Due process does not mandate full evidentiary hearings on all matters, and “not all situations calling for procedural safeguards call for the same kind of procedure.” Bartlett v. Krause, 209 Conn. 352, 377, 551 A.2d 710 (1988). “So long as the procedure afforded adequately protects the individual interests at stake, there is no reason to impose substantially greater burdens ․ under the guise of due process.” State v. Lopez, supra, 235 Conn. at 493, 668 A.2d 360. Thus, we conclude that the defendant received all the process that he was due.
The judgment is affirmed and the case is remanded for the purpose of setting a new sale date.
1. Also named as defendants were Mortgage Electronic Registration Systems, Inc., the department of revenue services, Capital One and Middlesex Hospital. Only Mortgage Electronic Registration Systems, Inc., and Glenn filed appearances in the trial court. Because only Glenn has appealed, we refer to him in this opinion as the defendant.

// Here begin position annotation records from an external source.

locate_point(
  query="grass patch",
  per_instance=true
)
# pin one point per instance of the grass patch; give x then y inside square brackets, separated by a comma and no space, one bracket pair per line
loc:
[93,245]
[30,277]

2. General Statutes § 49-31f is commonly referred to as the “foreclosure moratorium act․” D. Caron & G. Milne, Connecticut Foreclosures (4th Ed. 2004) § 15.01, p. 351.
3. The defendant raises three additional claims, which require little discussion. First, the defendant claims that pursuant to Practice Book § 17-32(b) the court was required to wait fifteen days after rendering a default to render judgment. In fact, Practice Book § 17-33(b) controls this situation. It provides in relevant part that “the judicial authority, at or after the time it renders the default, notwithstanding Section 17-32(b), may also render judgment in foreclosure cases․” (Internal quotation marks omitted.) Branford v. Van Eck, 86 Conn.App. 441, 446 n. 3, 861 A.2d 560 (2004), cert. denied, 272 Conn. 922, 867 A.2d 839 (2005).Second, the defendant claims that General Statutes § 49-31f (g) prevented him from filing an answer to the plaintiff's complaint, which resulted in a default judgment for his failure to plead. Section 49-31f (g) provides in relevant part: “No homeowner who files a defense to any action for foreclosure shall be eligible to make application for protection from such foreclosure․” The statutory language expressly prohibits only the filing of a defense. It does not, as the defendant argues, state that one cannot file an answer to the complaint. Thus, the defendant misreads the statute, and his claim must fail.Finally, the defendant claims that the court “showed a lapse of ethical conduct and judicial discretion” when it delayed filing its decision for thirty-seven days. This claim appears to be premised on the mistaken belief that no judgment was rendered on May 30, 2006, because the judicial branch's Internet docket summary did not reflect the judgment until July 10, 2006. Although there may have been a delay in updating the Internet docket summary, the record clearly shows that the court rendered judgment of foreclosure by sale in open court on May 30, 2006, in the defendant's presence. Moreover, the court clarified for the defendant that judgment would be rendered on that date.
4. Two prior foreclosure actions were initiated against the defendant in 2003. They were Mortgage Electronic Registration Systems, Inc. v. Glenn, judicial district of Middlesex, Docket No. CV-03-0100568-S, and Mortgage Electronic Registration Systems, Inc. v. Glenn, judicial district of Middlesex, Docket No. CV-03-0102378-S. Both actions subsequently were withdrawn.
5. In reaching this conclusion, we are mindful that the General Assembly has the power to amend the statute to entitle the court, in weighing the equities, to determine whether the mere commencement of a foreclosure action within the statutory time period should invariably preclude the availability of the statute's protection to a defendant.
In this opinion the other judges concurred.